Осыпь у подножия скалы зашевелилась, раздался грохот, полетели камни, посыпалась щебенка, и на поверхность вынырнула плоская голова, а за ней – пара гибких конечностей, быстро разгребавших землю, серая туша корпуса и мощные, как бревна, ноги. Ираз выбирался из-под завала, будто муравей из кучки песка – огромный муравей, который ворочался среди песчинок размером с лошадиный череп. Он расшвыривал их точными стремительными движениями и, утвердившись на четырех ногах, замер на мгновение, потом ринулся вниз по склону, вызвав небольшой обвал. Над его головой развернулась антенна, вспыхнули щели видеодатчиков, панцирь на груди раскрылся и сошелся вновь, явив темное дуло дисперсора; другие приспособления и инструменты вылезли из серой туши и с тихим шелестом исчезли под броней.
Дарту не доводилось видеть зрелища прекраснее. Голем стоял перед ним, закрывая половину неба. В его тени было прохладно, безопасно и даже не хотелось пить.
– Тысяча чертей! – пробормотал он, с трудом шевеля пересохшими губами. – Ты надежно спрятался, мон шер ами! Клянусь своим глазом, еще не выцарапанным широй!
– Спрятался надежно, капитан, – подтвердил Голем гулким басом. – В темный период в данной местности сильные дожди. Бывают обвалы. – Он смолк, переступил передними ногами, словно застоявшийся жеребец, и поинтересовался: – Какие будут приказы, шевалье?
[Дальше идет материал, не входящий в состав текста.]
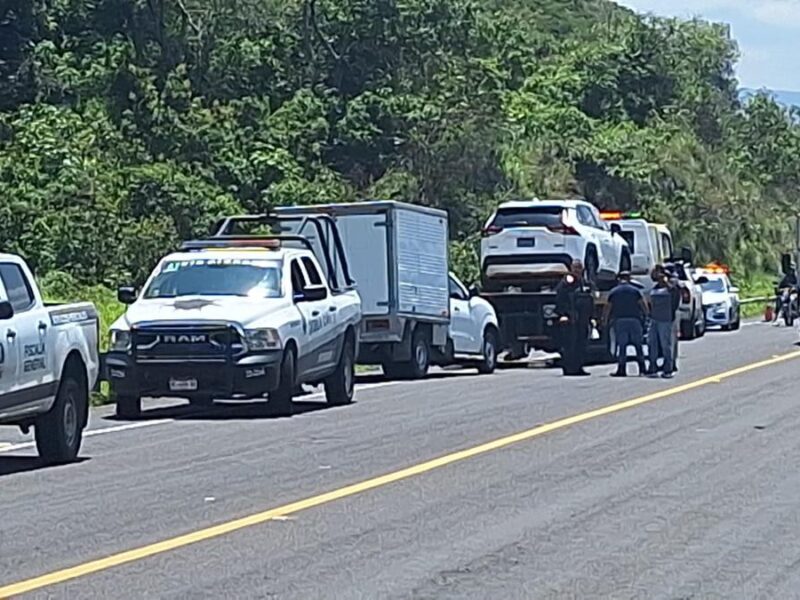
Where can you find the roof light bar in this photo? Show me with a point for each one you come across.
(618, 215)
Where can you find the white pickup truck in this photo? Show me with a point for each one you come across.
(238, 316)
(48, 363)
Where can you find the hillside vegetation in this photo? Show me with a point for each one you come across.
(126, 125)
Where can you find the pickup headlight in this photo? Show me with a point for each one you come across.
(120, 340)
(262, 339)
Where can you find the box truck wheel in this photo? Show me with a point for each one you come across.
(420, 361)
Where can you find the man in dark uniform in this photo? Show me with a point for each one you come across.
(574, 308)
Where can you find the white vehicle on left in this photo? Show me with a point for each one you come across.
(473, 331)
(236, 316)
(49, 363)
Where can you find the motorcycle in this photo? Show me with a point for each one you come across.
(789, 305)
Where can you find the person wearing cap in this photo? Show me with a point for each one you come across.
(662, 318)
(574, 308)
(626, 312)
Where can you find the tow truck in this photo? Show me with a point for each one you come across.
(240, 315)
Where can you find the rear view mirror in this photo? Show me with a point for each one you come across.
(687, 256)
(6, 310)
(312, 293)
(639, 264)
(786, 263)
(126, 295)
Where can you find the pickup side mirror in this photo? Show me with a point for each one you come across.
(126, 295)
(312, 293)
(640, 265)
(687, 256)
(6, 310)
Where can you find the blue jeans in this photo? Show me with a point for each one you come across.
(660, 340)
(629, 332)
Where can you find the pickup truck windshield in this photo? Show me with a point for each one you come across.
(217, 277)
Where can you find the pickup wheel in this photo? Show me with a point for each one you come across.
(489, 362)
(128, 407)
(59, 432)
(281, 398)
(340, 387)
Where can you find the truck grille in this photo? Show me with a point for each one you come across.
(186, 342)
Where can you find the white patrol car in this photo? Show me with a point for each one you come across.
(48, 363)
(235, 317)
(720, 297)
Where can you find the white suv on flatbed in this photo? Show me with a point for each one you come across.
(539, 240)
(48, 363)
(232, 317)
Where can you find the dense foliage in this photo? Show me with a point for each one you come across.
(126, 125)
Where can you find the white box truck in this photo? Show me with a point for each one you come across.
(398, 257)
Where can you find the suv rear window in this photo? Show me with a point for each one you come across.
(535, 216)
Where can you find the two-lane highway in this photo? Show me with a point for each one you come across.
(518, 485)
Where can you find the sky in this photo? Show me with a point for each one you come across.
(767, 31)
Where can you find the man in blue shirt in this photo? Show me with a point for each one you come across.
(626, 312)
(662, 317)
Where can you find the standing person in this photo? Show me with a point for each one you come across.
(675, 289)
(574, 307)
(626, 312)
(662, 320)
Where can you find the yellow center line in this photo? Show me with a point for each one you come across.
(142, 552)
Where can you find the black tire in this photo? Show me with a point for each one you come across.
(59, 432)
(280, 399)
(420, 361)
(340, 387)
(700, 328)
(591, 266)
(687, 330)
(128, 407)
(201, 401)
(488, 365)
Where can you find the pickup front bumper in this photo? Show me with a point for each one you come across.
(249, 376)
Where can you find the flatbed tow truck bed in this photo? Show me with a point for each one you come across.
(528, 321)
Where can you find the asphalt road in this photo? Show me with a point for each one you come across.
(690, 490)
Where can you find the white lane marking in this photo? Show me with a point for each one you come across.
(6, 447)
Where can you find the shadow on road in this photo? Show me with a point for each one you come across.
(11, 465)
(226, 411)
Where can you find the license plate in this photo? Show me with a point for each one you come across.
(183, 385)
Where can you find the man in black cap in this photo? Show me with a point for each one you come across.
(626, 312)
(574, 308)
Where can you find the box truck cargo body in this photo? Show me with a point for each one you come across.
(398, 256)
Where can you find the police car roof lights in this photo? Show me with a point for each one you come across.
(618, 215)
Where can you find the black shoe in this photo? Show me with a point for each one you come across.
(580, 373)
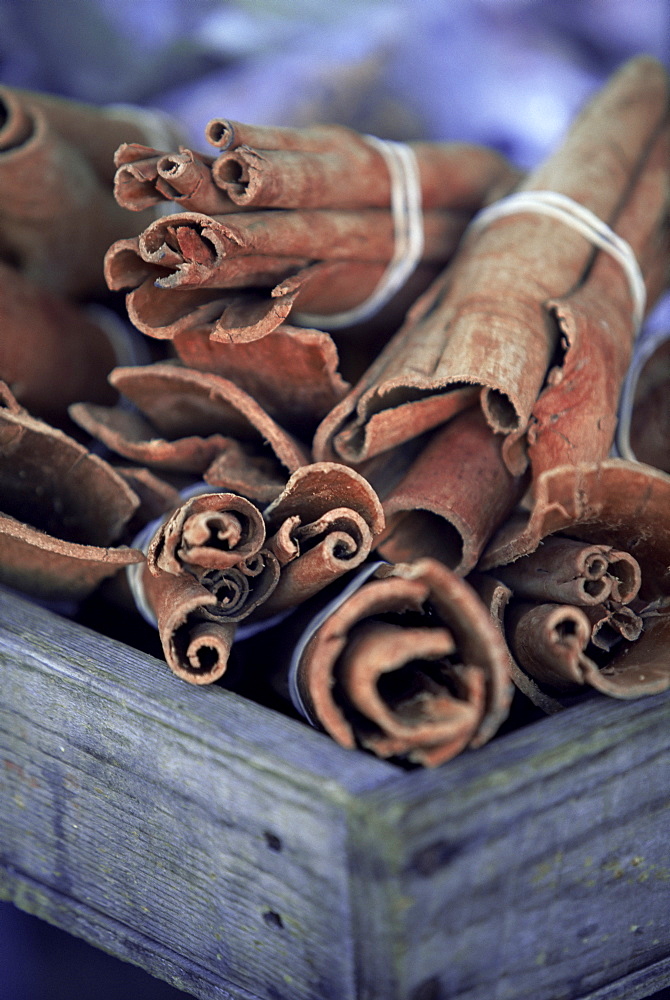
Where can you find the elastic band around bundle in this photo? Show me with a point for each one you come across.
(582, 220)
(314, 625)
(407, 213)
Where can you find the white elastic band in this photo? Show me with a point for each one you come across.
(407, 215)
(581, 219)
(142, 540)
(317, 621)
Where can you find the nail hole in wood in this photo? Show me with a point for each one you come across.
(273, 841)
(273, 919)
(428, 990)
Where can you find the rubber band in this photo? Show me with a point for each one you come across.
(316, 622)
(579, 218)
(407, 213)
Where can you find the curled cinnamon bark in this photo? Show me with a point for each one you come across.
(292, 373)
(408, 665)
(551, 642)
(452, 498)
(243, 274)
(64, 510)
(571, 572)
(351, 173)
(206, 570)
(195, 422)
(52, 352)
(55, 182)
(320, 527)
(146, 177)
(483, 326)
(210, 531)
(620, 508)
(196, 648)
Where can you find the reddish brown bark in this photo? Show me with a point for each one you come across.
(452, 497)
(198, 423)
(424, 688)
(57, 210)
(320, 527)
(483, 326)
(64, 510)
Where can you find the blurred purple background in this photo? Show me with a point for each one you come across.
(506, 73)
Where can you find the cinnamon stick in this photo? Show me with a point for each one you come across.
(63, 510)
(206, 570)
(452, 497)
(264, 264)
(424, 681)
(57, 210)
(320, 527)
(483, 326)
(198, 423)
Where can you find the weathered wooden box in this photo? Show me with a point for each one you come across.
(236, 853)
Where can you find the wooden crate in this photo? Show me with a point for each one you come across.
(236, 853)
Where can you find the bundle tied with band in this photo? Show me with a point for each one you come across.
(363, 464)
(486, 331)
(291, 233)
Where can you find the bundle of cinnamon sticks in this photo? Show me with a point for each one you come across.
(371, 443)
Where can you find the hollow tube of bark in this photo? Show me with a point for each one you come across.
(484, 325)
(427, 695)
(195, 422)
(452, 497)
(571, 572)
(64, 510)
(354, 175)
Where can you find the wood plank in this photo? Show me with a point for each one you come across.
(238, 854)
(537, 867)
(211, 825)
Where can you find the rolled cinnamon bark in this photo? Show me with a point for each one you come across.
(320, 527)
(64, 510)
(322, 261)
(452, 498)
(483, 326)
(207, 532)
(410, 665)
(351, 173)
(56, 165)
(571, 572)
(575, 416)
(292, 372)
(622, 508)
(206, 570)
(643, 432)
(195, 422)
(612, 503)
(146, 177)
(196, 648)
(52, 352)
(551, 642)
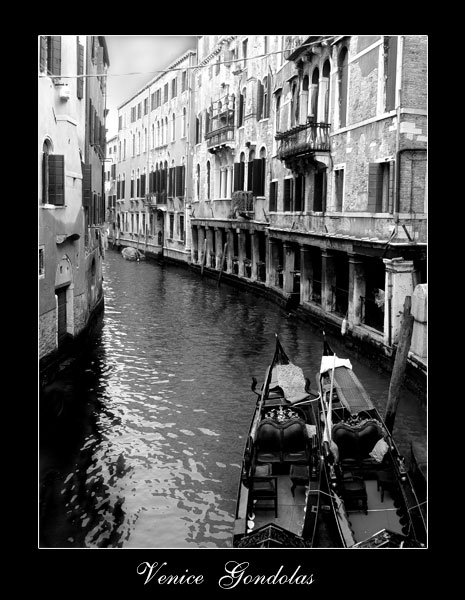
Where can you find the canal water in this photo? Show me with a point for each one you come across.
(153, 412)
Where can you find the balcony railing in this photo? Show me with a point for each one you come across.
(223, 135)
(303, 139)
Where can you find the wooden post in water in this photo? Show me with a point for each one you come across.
(400, 364)
(222, 262)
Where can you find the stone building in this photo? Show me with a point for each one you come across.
(71, 140)
(155, 136)
(111, 161)
(310, 163)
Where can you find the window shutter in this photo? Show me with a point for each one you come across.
(43, 53)
(86, 184)
(80, 69)
(287, 194)
(237, 176)
(250, 176)
(179, 186)
(256, 177)
(391, 72)
(374, 183)
(55, 60)
(259, 100)
(56, 179)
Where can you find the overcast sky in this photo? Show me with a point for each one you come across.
(138, 54)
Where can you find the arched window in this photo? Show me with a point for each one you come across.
(342, 65)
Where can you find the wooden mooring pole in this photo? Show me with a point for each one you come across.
(400, 364)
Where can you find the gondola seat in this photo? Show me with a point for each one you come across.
(295, 442)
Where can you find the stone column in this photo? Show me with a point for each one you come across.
(306, 274)
(289, 261)
(219, 247)
(399, 283)
(357, 288)
(255, 254)
(242, 253)
(328, 276)
(419, 345)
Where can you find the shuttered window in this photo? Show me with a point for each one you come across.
(299, 196)
(54, 55)
(259, 100)
(86, 185)
(273, 196)
(56, 179)
(287, 197)
(43, 53)
(339, 185)
(179, 181)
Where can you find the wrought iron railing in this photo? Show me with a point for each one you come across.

– Холм видишь? Холм с камнями – там, на равнине? Холм, а вокруг несколько тысяч лысых парней, враждебно настроенных, но вполне разумных? Так вот, убивать их нельзя, надо отогнать… Думаю, если ты выпустишь десять-двадцать импульсов, будет достаточно. Импульсы небольшой мощности, и целься по всему периметру холма, перед их шеренгами. Все понял?
– Не все, мой лорд. – Плечо Голема раскрылось, и над ним поднялся ствол малого дисперсора. – Прошу сагиба уточнить: требуется десять импульсов или двадцать?
– Пали на всю катушку, – посоветовал Дарт.
Глава 18
Лицо Нерис было бледным. Даже не бледным, а серым, так что раят на виске почти сливался с кожей. Под ее глазами залегли тени, губы пересохли, нос заострился и над переносьем пролегла глубокая морщина; она казалась сейчас похожей на сорванный и уже поблекший цветок. И голос ее был таким же-не звонким и повелительным, а тусклым, как старое зеркало с осыпавшейся амальгамой.
– Я больше не могу… Их двадцать восемь, и у половины задеты внутренности или раздроблены кости… Тут и три ширы не справятся!
Речь шла о раненых. После того как тьяни отступили, устрашенные молниями, пограничники поднялись к перевалу, и те из них, кто еще держался на ногах, занялись устройством лагеря. Место выбрали не на сожженной земле у дыры, а за скалой-трезубцем, в уцелевшем лесу, где нашлось озерцо, а также мягкий мох, кора и вдоволь сучьев и ветвей, необходимых для навесов. Кроме воды был сок во флягах, но ничего питательного – в здешних лесах деревья не плодоносили, а весь запас продовольствия достался чешуйчатым вместе с четверкой бхо. Но главной утратой являлись скафандр Дарта с целителем- прилипалой и мешок ширы с лечебными снадобьями. Порезы, царапины, синяки и треснувшие ребра Нерис врачевала наложением рук либо с помощью Броката, но у тринадцати пострадавших, которых с рудом затащили на перевал, дела были плохи: ранения живота, открытые переломы, травмы черепа, а также дротики, застрявшие под сердцем. Двум-трем она могла помочь, но не чертовой дюжине; шира – тоже человек, и мощь ее не беспредельна.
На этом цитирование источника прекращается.